A wave a land-distribution policies washing across Latin America is testing property rights doctrines and policies in a region many see as a budding agricultural powerhouse. And, it comes as U.S. property owners contemplate June's Supreme Court decision extending governments' eminent domain rights.

In Kelo et al v. City of New London, the Court ruled property owners can be forced to sell out when a local government decides private property can serve a greater public purpose through private economic development. In this case, the city of New London, CT, condemned a number of private properties so a private developer could build a shopping center.

In her dissenting opinion, Justice Sandra Day O'Connor warns, “The beneficiaries are likely to be those citizens with disproportionate influence and power in the political process…” Her warning becomes more ominous when you look to the south.

Center on Venezuela, where new laws forbid any private entity from owning more than 5,000 hectares (12,355 acres) — and require all land to be “productive.” In one case, Venezuela's National Land Institute (INTI) is moving to seize control of the Hato Piñero cattle ranch declaring much of it as unproductive.

INTI says the family claiming ownership of Hato Piñero since the mid-18th century can't prove title. Portions of Hato Piñero's 195,000 acres will be given to squatters already living on small subsistence farms.
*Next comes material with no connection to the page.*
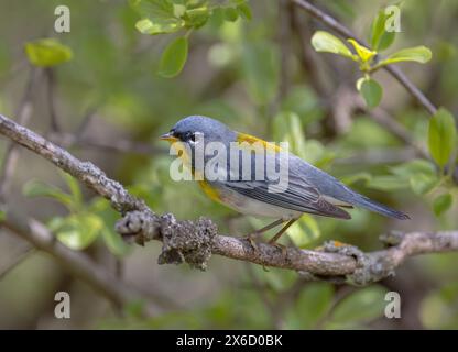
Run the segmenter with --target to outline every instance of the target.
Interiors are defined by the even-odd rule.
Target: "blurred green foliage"
[[[346,23],[366,21],[364,25],[358,26],[364,31],[358,34],[369,37],[369,47],[356,42],[347,44],[328,32],[315,32],[318,28],[314,28],[315,34],[304,45],[350,58],[359,68],[351,72],[353,63],[350,61],[339,59],[336,65],[327,55],[314,55],[318,62],[316,69],[325,73],[331,87],[330,96],[324,96],[315,89],[313,75],[301,61],[301,51],[295,43],[297,33],[290,32],[286,40],[291,43],[285,50],[279,40],[284,25],[279,20],[279,8],[265,6],[265,1],[36,0],[24,7],[11,1],[7,4],[3,0],[1,8],[8,7],[8,15],[14,21],[0,21],[0,32],[4,36],[0,40],[0,107],[7,114],[14,111],[12,101],[19,94],[9,88],[9,80],[17,79],[28,59],[36,66],[53,66],[57,74],[59,117],[65,119],[69,132],[77,130],[88,109],[97,108],[102,127],[113,125],[129,139],[162,151],[146,156],[118,153],[107,160],[100,157],[99,162],[105,163],[103,167],[115,178],[128,184],[130,191],[145,199],[157,212],[173,211],[181,219],[204,215],[214,219],[221,232],[233,235],[246,234],[264,220],[233,219],[231,210],[207,199],[195,184],[175,183],[170,178],[171,157],[165,146],[156,142],[156,136],[185,116],[208,114],[236,130],[272,141],[287,141],[304,160],[357,190],[405,210],[414,219],[408,223],[392,223],[357,209],[350,210],[353,219],[347,222],[304,216],[290,229],[284,239],[286,242],[314,248],[324,240],[338,238],[363,250],[373,250],[380,248],[378,235],[393,228],[406,231],[456,229],[458,191],[452,169],[457,161],[455,116],[458,102],[455,92],[458,76],[452,73],[458,69],[455,35],[458,4],[447,2],[436,9],[435,1],[425,1],[424,7],[412,0],[404,2],[403,33],[395,35],[383,31],[386,15],[379,8],[374,10],[368,1],[316,1]],[[67,4],[72,10],[70,33],[56,35],[52,30],[53,10],[57,4]],[[385,3],[379,1],[378,4]],[[439,20],[432,15],[436,11]],[[4,16],[4,13],[0,15]],[[34,22],[24,26],[32,14]],[[305,22],[305,18],[303,20]],[[435,59],[421,68],[410,63],[405,67],[435,102],[447,107],[429,120],[421,107],[400,94],[401,88],[395,81],[385,79],[382,72],[375,73],[383,65],[400,61],[428,62],[429,50],[413,46],[418,44],[432,47]],[[382,58],[380,52],[390,47],[394,47],[394,54]],[[18,63],[22,63],[19,70]],[[350,128],[336,129],[331,108],[340,85],[358,89],[369,108],[380,103],[386,107],[413,140],[427,147],[432,160],[418,155],[401,161],[393,158],[404,152],[405,143],[366,112],[351,114]],[[285,91],[281,92],[284,86]],[[45,130],[46,121],[34,123]],[[100,135],[103,132],[98,131]],[[377,154],[381,155],[380,161],[370,156],[373,151],[381,152]],[[350,162],[346,163],[348,160]],[[117,257],[126,261],[135,257],[138,252],[113,231],[118,215],[108,201],[86,195],[73,178],[63,177],[62,187],[44,182],[30,182],[24,187],[26,196],[41,200],[51,198],[53,205],[57,201],[64,209],[59,216],[46,218],[56,238],[75,250],[90,251],[101,243]],[[30,201],[33,199],[24,202]],[[419,274],[408,278],[421,287],[416,293],[419,304],[415,315],[422,327],[457,328],[458,295],[454,282],[457,255],[433,255],[422,258],[421,264],[418,262],[413,265]],[[393,321],[383,318],[384,295],[392,289],[385,282],[350,290],[329,283],[306,283],[296,292],[296,273],[253,266],[258,282],[254,285],[240,263],[225,260],[223,265],[211,264],[205,274],[172,267],[177,273],[171,279],[173,283],[161,283],[172,285],[170,296],[179,300],[182,292],[195,289],[183,284],[184,278],[207,275],[204,278],[207,279],[212,271],[215,276],[222,277],[217,286],[208,278],[210,288],[199,292],[198,297],[184,307],[145,318],[143,304],[133,301],[124,307],[124,317],[107,314],[86,326],[126,329],[394,326]],[[13,297],[10,293],[14,282],[23,283],[37,272],[36,267],[30,267],[32,264],[25,262],[24,265],[29,266],[18,267],[7,277],[8,282],[0,283],[0,293],[3,293],[0,296],[2,299],[8,296],[8,302]],[[149,273],[151,265],[155,264],[150,261],[137,270]],[[51,273],[48,266],[46,262],[41,267]],[[230,267],[229,277],[220,275],[227,267]],[[159,271],[171,277],[167,268],[160,267]],[[132,279],[134,277],[132,275]],[[400,274],[399,278],[393,278],[396,285],[392,284],[406,301],[418,299],[408,294],[411,290],[406,286],[410,284],[403,282],[404,277]],[[424,282],[428,289],[422,290]],[[30,283],[25,284],[30,286]],[[141,279],[137,284],[141,286]],[[43,285],[35,285],[34,289],[36,286]],[[24,295],[18,296],[13,305],[20,305],[22,299],[29,302]],[[273,307],[280,307],[280,318],[265,299]],[[8,306],[2,305],[3,308]],[[25,315],[22,310],[21,314]]]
A portion of the ranch will be declared a nature preserve while the ranch's current owners will be allowed to raise cattle under restricted conditions.

Ironically, Jaime Perez Branger, whose family owns Hato Piñero and two other large cattle ranches in the state of Cojedes, implements low-impact grazing rotations — a practice that regularly rests some tracts from grazing.

In what's become an international controversy, some conservationists say Hato Piñero is an example of how cattle ranching can co-exist with nature. Carving it into small cooperative farm holdings is environmentally unsound, they say.

The roots run deep

Venezuelan landowner groups claim domestic land-use policies are fueled by a powerful coalition of international environmental and human rights groups. They also blame Cuba's Fidel Castro, South American factions of the Catholic Church and infiltration by Brazil's Landless Worker's Movement — Movimento Sem Terra (MST).

MST's roots are buried in a clause of Brazil's constitution also requiring land to be productive. The MST, which backed Brazilian President Luiz Inacio Lula da Silva's initial agrarian reform platform, organizes “landless” people into cooperatives settling small plots on “unproductive” land.

Prospective settlers from big city slums sometimes wait months in shoddy, remote encampments for relocation orders. Motivated by MST's slogan — “Occupy, Resist, Produce” — innocent settlers often find themselves caught in deadly violence between MST organizers and landowners.

Few dispute claims that corruption is rampant within Brazil's land redistribution effort. After negotiating with local officials for land transfer, MST authorities hold the deeds in escrow to ensure peasant families don't sell their farms back to the landowners.

In Venezuela, the government claims the predominance of large unproductive tracts is creating a dependence on food imports. Landowners argue the efficiencies generated through private enterprise help stimulate the nation's economy, increasing income-generating exports.

A dead-end road

Meanwhile, Argentina, Paraguay and Uruguay are liberalizing land ownership policies and installing degrees of populist agrarian policies.

History, though, shows few successes in agrarian reform based on land redistribution efforts. In Bolivia, where land reform laws followed the revolution of 1952, by 1970 only 45% of the peasant families ever received land. Nicaragua's agrarian reform under the 1979 Sandinista movement resulted in expropriation of large land holdings — mostly to returning Contra officers. Chile's land reform of 1970-73 failed when Socialist dictator Salvador Allende was ousted.

Of course, the poster child of agrarian reform is Cuba where land redistribution was central to the 1959 revolution. Land holdings there were expropriated by the National Institute for Land Reform, but few were ever redistributed.

Across Central and South America, these agrarian reform and land redistribution movements bear watching. These changing policies, coupled with populist ideologies that reject developed agriculture and favor subsistence systems, could sway the international balance of food production. They may drive countries into dead-end Cuban-style, central planning and government control.

The implications transcend global agriculture. These movements also form a template of what can happen when government intervenes too deeply into individual property rights. They show how far emboldened governments will go in seizing and redistributing property when armed with nebulous definitions of the greater good.